Getting Started:
Dataset Types Support for Multiple Data Formats
The RS Universal Robotic Motion Dataset was designed with the convenience of data exchange and integration in mind, and thus supports a variety of widely-used data formats in the industry, including HDF5 (Hierarchical Data Format version 5) and LeRobot Dataset Format.
- HDF5, as a mature scientific data storage format, is renowned for its ability to handle large-scale, complex heterogeneous data and is widely used in research and industrial fields.
- It can efficiently store and manage a variety of data types, including multidimensional arrays, tables, images, and text.
- Supporting metadata and custom data structures makes HDF5 highly suitable for storing robotic datasets that include multimodal information such as robot states, action commands, sensor readings (e.g., camera images, depth information), and task descriptions.
- HDF5's high-performance features, such as optimized data layout, compression algorithms, and support for parallel I/O, can effectively reduce storage space and improve data read/write efficiency, which is crucial for handling robotic data at the GB or even TB level.
- LeRobot Dataset Format, introduced by Hugging Face, is a standardized organization method designed specifically for robotic learning data, aiming to simplify integration with PyTorch and the Hugging Face ecosystem tools.

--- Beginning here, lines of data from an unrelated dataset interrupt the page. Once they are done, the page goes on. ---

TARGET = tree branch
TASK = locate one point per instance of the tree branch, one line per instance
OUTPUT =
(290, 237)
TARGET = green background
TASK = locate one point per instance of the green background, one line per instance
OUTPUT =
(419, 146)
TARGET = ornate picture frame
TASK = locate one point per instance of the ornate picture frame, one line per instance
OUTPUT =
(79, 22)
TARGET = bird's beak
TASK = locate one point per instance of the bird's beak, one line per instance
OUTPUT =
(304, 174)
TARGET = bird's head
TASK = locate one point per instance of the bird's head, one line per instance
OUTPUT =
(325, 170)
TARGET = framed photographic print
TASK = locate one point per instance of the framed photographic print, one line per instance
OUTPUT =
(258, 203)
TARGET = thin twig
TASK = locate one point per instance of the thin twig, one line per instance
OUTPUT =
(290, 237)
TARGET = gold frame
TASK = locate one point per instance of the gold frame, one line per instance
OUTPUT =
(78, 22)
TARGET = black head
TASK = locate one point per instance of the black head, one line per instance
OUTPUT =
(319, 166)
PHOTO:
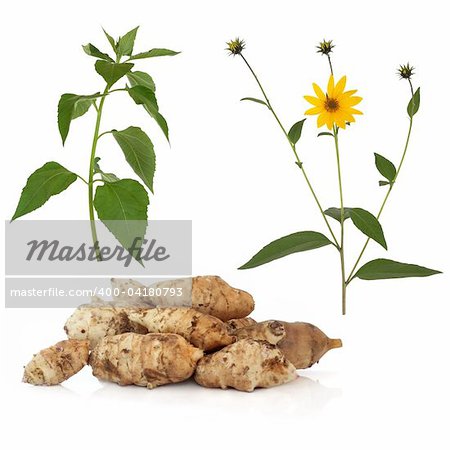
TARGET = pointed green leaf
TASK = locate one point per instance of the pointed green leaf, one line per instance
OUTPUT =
(139, 153)
(82, 106)
(109, 177)
(153, 52)
(385, 167)
(122, 207)
(126, 43)
(381, 269)
(256, 100)
(106, 177)
(414, 103)
(368, 224)
(293, 243)
(70, 107)
(138, 78)
(111, 41)
(48, 180)
(91, 50)
(335, 213)
(112, 72)
(296, 131)
(146, 97)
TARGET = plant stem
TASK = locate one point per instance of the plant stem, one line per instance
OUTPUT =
(294, 149)
(329, 62)
(350, 277)
(91, 176)
(341, 246)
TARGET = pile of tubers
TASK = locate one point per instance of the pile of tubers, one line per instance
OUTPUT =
(135, 340)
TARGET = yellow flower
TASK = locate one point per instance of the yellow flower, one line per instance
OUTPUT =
(334, 107)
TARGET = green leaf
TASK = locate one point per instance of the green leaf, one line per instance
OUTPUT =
(91, 50)
(293, 243)
(414, 103)
(139, 153)
(368, 224)
(122, 207)
(381, 269)
(125, 43)
(112, 72)
(385, 167)
(111, 41)
(256, 100)
(106, 177)
(48, 180)
(146, 97)
(70, 107)
(109, 177)
(296, 131)
(154, 52)
(138, 78)
(335, 213)
(82, 107)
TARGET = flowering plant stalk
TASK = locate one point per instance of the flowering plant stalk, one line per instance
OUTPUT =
(335, 109)
(121, 204)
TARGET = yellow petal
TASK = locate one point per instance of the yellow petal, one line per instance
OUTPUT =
(313, 100)
(330, 87)
(340, 86)
(340, 122)
(330, 122)
(318, 91)
(315, 110)
(349, 93)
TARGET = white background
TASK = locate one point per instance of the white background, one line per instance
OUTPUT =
(231, 172)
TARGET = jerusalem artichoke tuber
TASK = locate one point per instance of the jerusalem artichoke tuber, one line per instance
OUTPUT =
(203, 331)
(149, 360)
(57, 363)
(271, 331)
(207, 294)
(245, 365)
(305, 344)
(94, 323)
(236, 324)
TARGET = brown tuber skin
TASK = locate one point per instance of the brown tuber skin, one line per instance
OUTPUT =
(57, 363)
(148, 360)
(271, 331)
(207, 294)
(245, 365)
(203, 331)
(212, 295)
(305, 344)
(94, 323)
(236, 324)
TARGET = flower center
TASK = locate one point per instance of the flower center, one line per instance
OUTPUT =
(331, 104)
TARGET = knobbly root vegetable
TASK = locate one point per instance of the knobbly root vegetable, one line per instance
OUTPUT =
(203, 331)
(212, 295)
(207, 294)
(149, 360)
(94, 323)
(57, 363)
(245, 365)
(271, 331)
(236, 324)
(305, 344)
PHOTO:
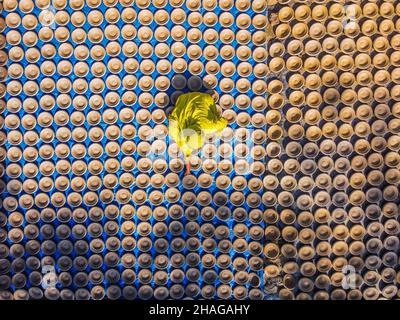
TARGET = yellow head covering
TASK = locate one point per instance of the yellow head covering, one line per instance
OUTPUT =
(195, 114)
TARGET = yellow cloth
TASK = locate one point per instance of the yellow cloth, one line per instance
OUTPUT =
(194, 113)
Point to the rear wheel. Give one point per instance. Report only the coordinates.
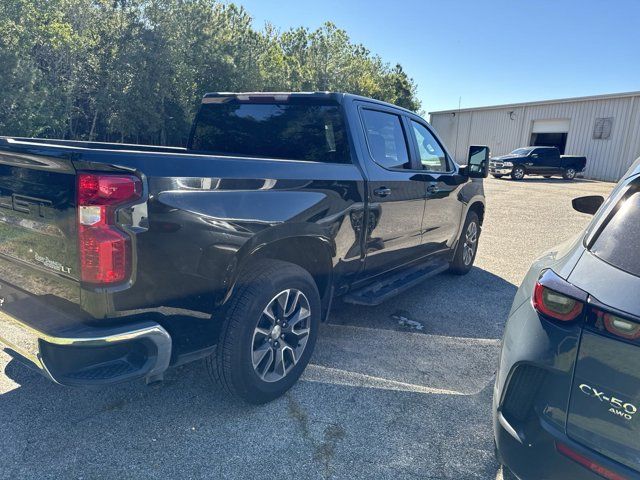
(467, 245)
(569, 173)
(517, 173)
(268, 333)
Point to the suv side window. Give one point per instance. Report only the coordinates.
(386, 139)
(619, 240)
(432, 156)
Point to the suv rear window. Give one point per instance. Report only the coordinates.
(293, 131)
(619, 241)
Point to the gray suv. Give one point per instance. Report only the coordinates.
(567, 391)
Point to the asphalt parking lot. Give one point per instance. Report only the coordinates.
(398, 391)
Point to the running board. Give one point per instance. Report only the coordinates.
(378, 292)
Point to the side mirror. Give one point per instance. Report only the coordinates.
(589, 204)
(478, 163)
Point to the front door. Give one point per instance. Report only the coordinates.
(443, 209)
(396, 193)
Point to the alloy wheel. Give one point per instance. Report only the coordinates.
(281, 335)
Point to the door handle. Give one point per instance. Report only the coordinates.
(382, 192)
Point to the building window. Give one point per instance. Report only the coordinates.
(602, 128)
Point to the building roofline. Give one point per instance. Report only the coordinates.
(542, 102)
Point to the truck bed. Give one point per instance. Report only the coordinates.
(180, 231)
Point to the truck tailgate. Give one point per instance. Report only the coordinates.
(37, 212)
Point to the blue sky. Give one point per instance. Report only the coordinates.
(487, 52)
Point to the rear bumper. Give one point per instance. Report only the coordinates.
(530, 409)
(536, 457)
(70, 351)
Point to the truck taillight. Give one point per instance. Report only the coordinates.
(105, 250)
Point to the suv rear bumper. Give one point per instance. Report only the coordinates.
(70, 351)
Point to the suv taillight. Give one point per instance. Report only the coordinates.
(105, 250)
(556, 298)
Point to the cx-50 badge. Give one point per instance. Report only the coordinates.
(616, 406)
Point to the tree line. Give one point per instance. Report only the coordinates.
(135, 70)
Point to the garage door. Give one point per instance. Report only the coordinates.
(550, 133)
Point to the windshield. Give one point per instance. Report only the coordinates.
(619, 241)
(295, 131)
(521, 151)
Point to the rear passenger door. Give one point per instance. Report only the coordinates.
(550, 161)
(534, 162)
(396, 194)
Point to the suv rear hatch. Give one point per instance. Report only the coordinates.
(605, 396)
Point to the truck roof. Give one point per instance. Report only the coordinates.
(338, 97)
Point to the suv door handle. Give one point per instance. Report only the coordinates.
(382, 192)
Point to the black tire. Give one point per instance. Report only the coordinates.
(461, 264)
(569, 173)
(231, 366)
(517, 173)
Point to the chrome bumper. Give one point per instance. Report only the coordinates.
(46, 336)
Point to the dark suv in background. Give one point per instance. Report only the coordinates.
(567, 391)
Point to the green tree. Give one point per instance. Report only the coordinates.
(135, 70)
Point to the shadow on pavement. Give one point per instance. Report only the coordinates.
(474, 306)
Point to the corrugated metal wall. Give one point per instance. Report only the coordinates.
(505, 129)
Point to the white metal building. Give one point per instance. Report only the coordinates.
(604, 128)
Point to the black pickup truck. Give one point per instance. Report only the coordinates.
(119, 261)
(545, 161)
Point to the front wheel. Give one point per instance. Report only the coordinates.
(517, 173)
(467, 246)
(569, 173)
(268, 332)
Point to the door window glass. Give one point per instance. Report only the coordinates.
(432, 157)
(619, 241)
(386, 139)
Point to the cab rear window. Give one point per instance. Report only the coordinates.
(307, 130)
(619, 241)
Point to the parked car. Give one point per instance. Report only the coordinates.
(118, 261)
(567, 390)
(545, 161)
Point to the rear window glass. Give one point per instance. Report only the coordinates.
(619, 241)
(292, 131)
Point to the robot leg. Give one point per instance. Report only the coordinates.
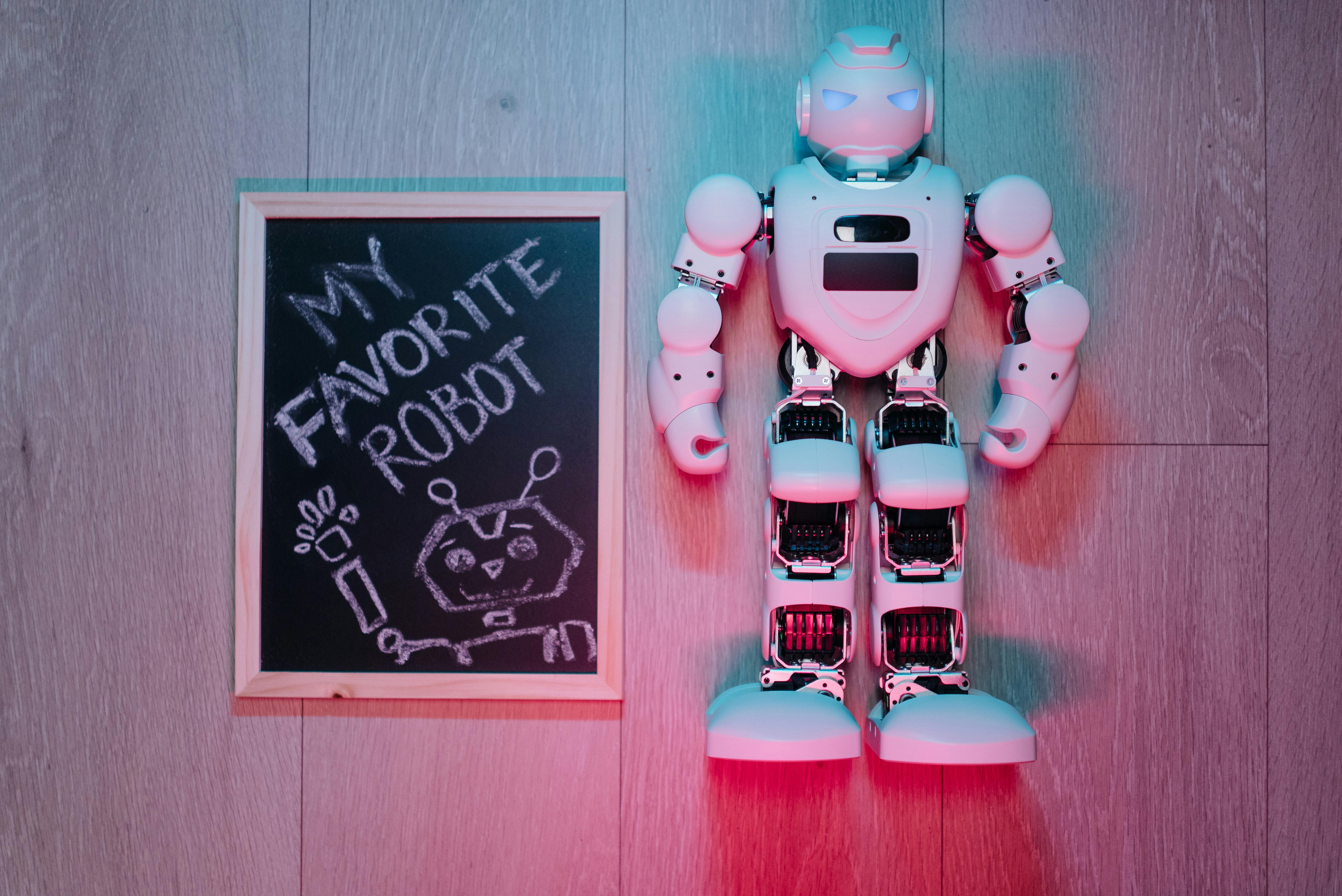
(796, 711)
(928, 713)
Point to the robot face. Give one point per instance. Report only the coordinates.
(498, 556)
(869, 103)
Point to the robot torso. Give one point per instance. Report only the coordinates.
(865, 271)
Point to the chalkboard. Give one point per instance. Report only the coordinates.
(430, 399)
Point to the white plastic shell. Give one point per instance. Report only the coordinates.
(865, 333)
(951, 730)
(865, 131)
(920, 477)
(817, 471)
(723, 215)
(749, 724)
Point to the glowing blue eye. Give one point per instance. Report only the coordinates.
(835, 100)
(906, 100)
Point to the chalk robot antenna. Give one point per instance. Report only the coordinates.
(865, 245)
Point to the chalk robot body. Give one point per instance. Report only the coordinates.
(865, 251)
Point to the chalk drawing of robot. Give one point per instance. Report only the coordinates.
(494, 559)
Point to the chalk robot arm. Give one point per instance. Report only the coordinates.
(1010, 226)
(723, 218)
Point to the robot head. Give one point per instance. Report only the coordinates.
(866, 104)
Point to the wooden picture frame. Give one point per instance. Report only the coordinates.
(254, 213)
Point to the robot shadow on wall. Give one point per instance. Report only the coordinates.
(865, 246)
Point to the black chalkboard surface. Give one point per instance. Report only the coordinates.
(430, 516)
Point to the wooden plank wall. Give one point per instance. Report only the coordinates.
(1156, 593)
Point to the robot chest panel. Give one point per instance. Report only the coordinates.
(874, 266)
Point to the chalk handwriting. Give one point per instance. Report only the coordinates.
(336, 280)
(407, 352)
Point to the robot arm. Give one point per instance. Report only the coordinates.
(685, 382)
(1011, 227)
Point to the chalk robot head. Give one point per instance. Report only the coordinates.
(498, 556)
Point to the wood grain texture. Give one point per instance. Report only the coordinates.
(128, 766)
(485, 797)
(1117, 597)
(1145, 125)
(445, 797)
(1305, 194)
(710, 90)
(419, 89)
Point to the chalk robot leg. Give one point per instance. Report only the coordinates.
(865, 251)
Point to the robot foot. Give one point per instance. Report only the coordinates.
(951, 730)
(751, 724)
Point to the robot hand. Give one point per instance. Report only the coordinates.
(685, 382)
(723, 216)
(1011, 227)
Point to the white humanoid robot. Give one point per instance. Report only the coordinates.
(865, 250)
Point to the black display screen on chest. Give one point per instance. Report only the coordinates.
(872, 271)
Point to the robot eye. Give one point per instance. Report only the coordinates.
(459, 560)
(522, 548)
(905, 100)
(835, 100)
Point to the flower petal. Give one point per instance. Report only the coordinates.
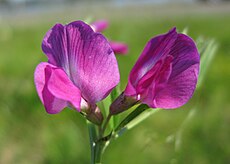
(166, 73)
(85, 56)
(157, 48)
(119, 48)
(55, 89)
(179, 89)
(183, 79)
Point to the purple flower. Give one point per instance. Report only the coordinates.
(81, 69)
(118, 47)
(164, 76)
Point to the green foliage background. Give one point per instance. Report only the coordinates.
(29, 135)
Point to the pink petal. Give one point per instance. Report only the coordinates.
(166, 73)
(179, 89)
(55, 89)
(119, 48)
(85, 56)
(157, 48)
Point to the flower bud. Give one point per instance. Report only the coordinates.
(122, 103)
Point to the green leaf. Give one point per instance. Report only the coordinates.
(114, 94)
(207, 50)
(138, 115)
(92, 138)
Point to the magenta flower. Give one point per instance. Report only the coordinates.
(165, 74)
(118, 47)
(81, 69)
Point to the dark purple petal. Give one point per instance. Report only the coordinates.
(85, 56)
(100, 25)
(55, 89)
(119, 48)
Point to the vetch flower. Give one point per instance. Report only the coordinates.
(118, 47)
(164, 76)
(81, 70)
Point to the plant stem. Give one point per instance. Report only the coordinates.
(97, 144)
(105, 125)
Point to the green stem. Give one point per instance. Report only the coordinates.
(97, 144)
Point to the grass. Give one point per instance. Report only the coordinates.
(29, 135)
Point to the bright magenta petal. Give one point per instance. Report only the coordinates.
(55, 89)
(85, 56)
(178, 90)
(166, 73)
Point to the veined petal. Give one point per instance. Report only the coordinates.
(119, 48)
(178, 90)
(183, 79)
(85, 56)
(166, 73)
(55, 88)
(156, 49)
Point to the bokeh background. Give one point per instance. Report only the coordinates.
(29, 135)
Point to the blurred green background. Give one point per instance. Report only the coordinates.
(29, 135)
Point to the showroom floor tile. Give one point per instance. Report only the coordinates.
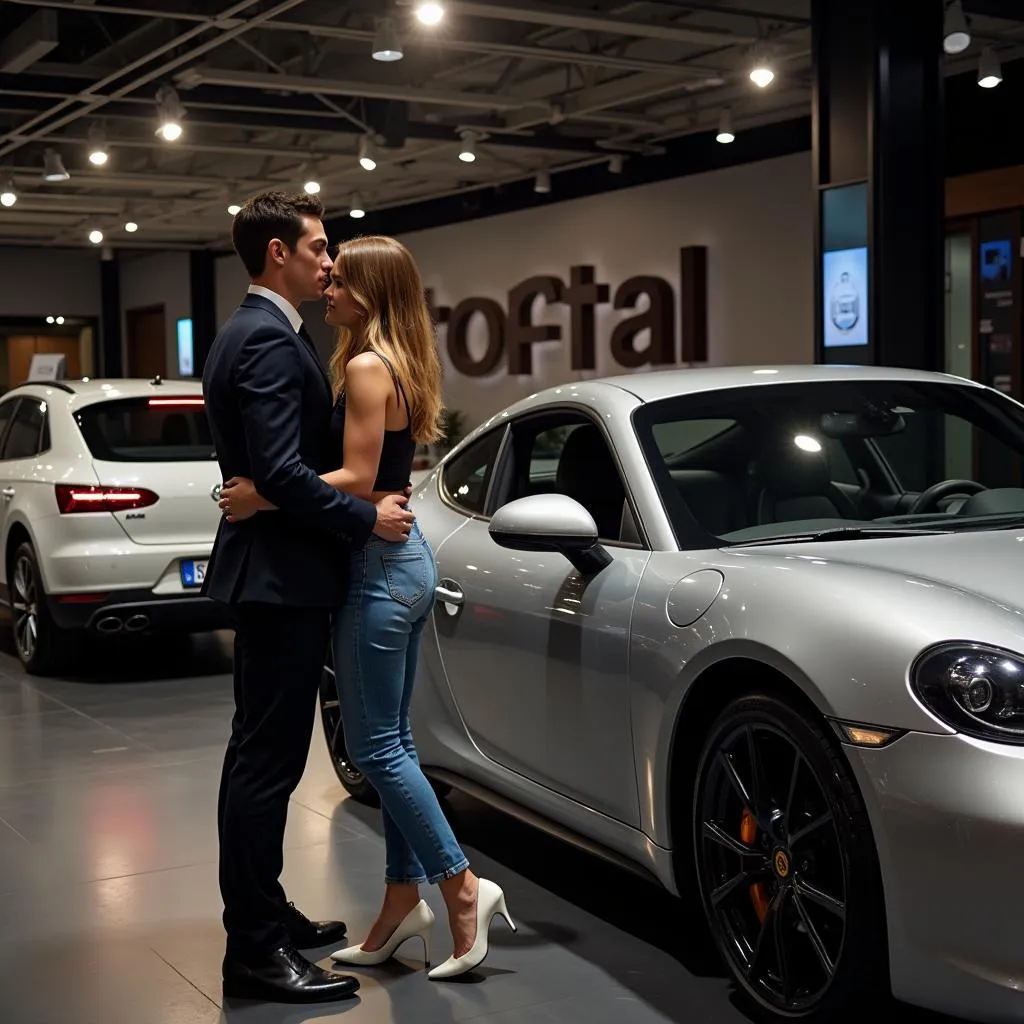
(109, 905)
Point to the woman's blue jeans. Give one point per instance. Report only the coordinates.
(376, 642)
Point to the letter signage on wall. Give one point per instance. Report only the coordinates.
(511, 333)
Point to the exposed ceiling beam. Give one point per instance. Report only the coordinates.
(155, 73)
(363, 36)
(568, 17)
(30, 42)
(297, 84)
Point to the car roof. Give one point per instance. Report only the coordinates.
(658, 384)
(89, 390)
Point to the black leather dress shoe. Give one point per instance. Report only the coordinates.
(306, 934)
(285, 976)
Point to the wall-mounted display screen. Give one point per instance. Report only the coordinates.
(846, 297)
(185, 355)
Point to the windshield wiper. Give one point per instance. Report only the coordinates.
(842, 534)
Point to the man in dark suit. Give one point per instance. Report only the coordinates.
(268, 401)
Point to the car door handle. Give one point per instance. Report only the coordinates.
(448, 591)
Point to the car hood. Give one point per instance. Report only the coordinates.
(985, 563)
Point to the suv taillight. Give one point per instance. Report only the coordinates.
(72, 498)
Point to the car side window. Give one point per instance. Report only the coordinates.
(26, 435)
(6, 414)
(567, 454)
(467, 476)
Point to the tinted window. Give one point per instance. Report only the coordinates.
(6, 412)
(818, 455)
(468, 476)
(566, 454)
(147, 430)
(26, 434)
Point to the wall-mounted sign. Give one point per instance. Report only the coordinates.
(511, 333)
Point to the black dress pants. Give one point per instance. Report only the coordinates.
(279, 657)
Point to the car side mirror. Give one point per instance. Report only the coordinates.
(551, 522)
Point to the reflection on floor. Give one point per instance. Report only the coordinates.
(109, 905)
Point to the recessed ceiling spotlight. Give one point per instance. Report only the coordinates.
(53, 168)
(387, 45)
(429, 13)
(368, 156)
(169, 114)
(955, 35)
(725, 132)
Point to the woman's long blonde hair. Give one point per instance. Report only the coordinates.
(381, 275)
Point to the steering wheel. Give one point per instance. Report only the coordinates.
(928, 500)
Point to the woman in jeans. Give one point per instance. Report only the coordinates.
(386, 376)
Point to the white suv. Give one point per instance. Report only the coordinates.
(109, 511)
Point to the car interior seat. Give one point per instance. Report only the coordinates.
(797, 484)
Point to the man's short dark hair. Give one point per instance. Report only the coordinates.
(266, 216)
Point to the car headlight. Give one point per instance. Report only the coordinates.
(976, 689)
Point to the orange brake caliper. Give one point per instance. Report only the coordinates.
(749, 834)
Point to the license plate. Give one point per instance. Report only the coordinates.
(193, 572)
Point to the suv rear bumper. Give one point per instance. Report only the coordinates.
(138, 611)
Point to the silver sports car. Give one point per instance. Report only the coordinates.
(759, 634)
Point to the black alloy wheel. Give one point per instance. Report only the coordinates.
(354, 782)
(41, 645)
(786, 867)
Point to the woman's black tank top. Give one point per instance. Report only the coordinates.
(396, 456)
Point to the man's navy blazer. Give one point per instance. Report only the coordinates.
(268, 401)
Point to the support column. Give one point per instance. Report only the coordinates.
(203, 286)
(879, 182)
(111, 361)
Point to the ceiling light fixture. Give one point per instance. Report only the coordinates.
(989, 70)
(468, 152)
(53, 168)
(97, 146)
(761, 75)
(725, 133)
(429, 13)
(387, 45)
(169, 114)
(368, 156)
(955, 35)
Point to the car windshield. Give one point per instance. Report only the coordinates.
(147, 430)
(848, 458)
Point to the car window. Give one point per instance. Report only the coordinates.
(26, 434)
(6, 412)
(147, 430)
(567, 454)
(467, 476)
(818, 455)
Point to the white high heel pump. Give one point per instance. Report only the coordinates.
(489, 903)
(417, 924)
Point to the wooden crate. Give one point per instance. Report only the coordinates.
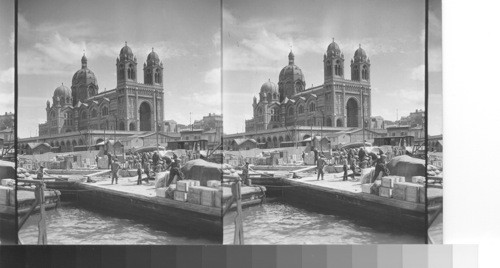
(388, 181)
(399, 193)
(8, 182)
(385, 192)
(208, 196)
(180, 196)
(194, 198)
(218, 198)
(213, 183)
(418, 179)
(366, 188)
(161, 192)
(413, 192)
(422, 195)
(5, 193)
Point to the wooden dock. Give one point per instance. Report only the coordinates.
(141, 201)
(333, 194)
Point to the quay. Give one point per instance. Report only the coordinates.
(128, 198)
(334, 195)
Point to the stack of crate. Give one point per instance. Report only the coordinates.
(209, 195)
(388, 182)
(411, 192)
(183, 188)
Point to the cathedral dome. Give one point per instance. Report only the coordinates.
(269, 87)
(291, 70)
(62, 92)
(360, 54)
(84, 76)
(126, 52)
(333, 49)
(153, 58)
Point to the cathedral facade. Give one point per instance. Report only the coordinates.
(131, 106)
(338, 102)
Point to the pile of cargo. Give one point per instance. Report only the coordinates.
(396, 187)
(191, 191)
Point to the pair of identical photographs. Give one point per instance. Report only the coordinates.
(234, 122)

- Its core idea is to store the dataset as a combination of Parquet files (for trajectory information, such as robot states and actions) and MP4 video files (for camera observations), supplemented by metadata files like JSON to describe the dataset's structure, content, statistics, and task definitions.
- Parquet files, with their columnar storage and efficient compression characteristics, are highly suitable for storing structured time-series data, such as the robot's joint angles, end-effector poses, and executed actions.
- The MP4 video format can effectively compress image data, saving storage space while maintaining good image quality.
In addition to HDF5 and LeRobot Dataset Format, considering the diverse needs that may arise in practical applications, the RS Universal Robotic Motion Dataset also has the potential to be converted to other formats.
Data Conversion and Integration
To ensure that the ORion Universal Robotic Motion Dataset can be widely utilized and smoothly integrated with various robotic learning frameworks, data analysis tools, and simulation platforms, data conversion and integration mechanisms are crucial.
The core data of the dataset, including the robot's state (such as joint angles, end-effector poses, sensor readings), executed actions, task descriptions, and multimodal information (such as images, depth maps), are stored in one or more standard formats after initial collection and processing, and can be converted between different data formats according to data requirements. This approach minimizes the difficulty for users to migrate and integrate data between different tools and frameworks, thereby accelerating research and applications in robotic learning and related fields.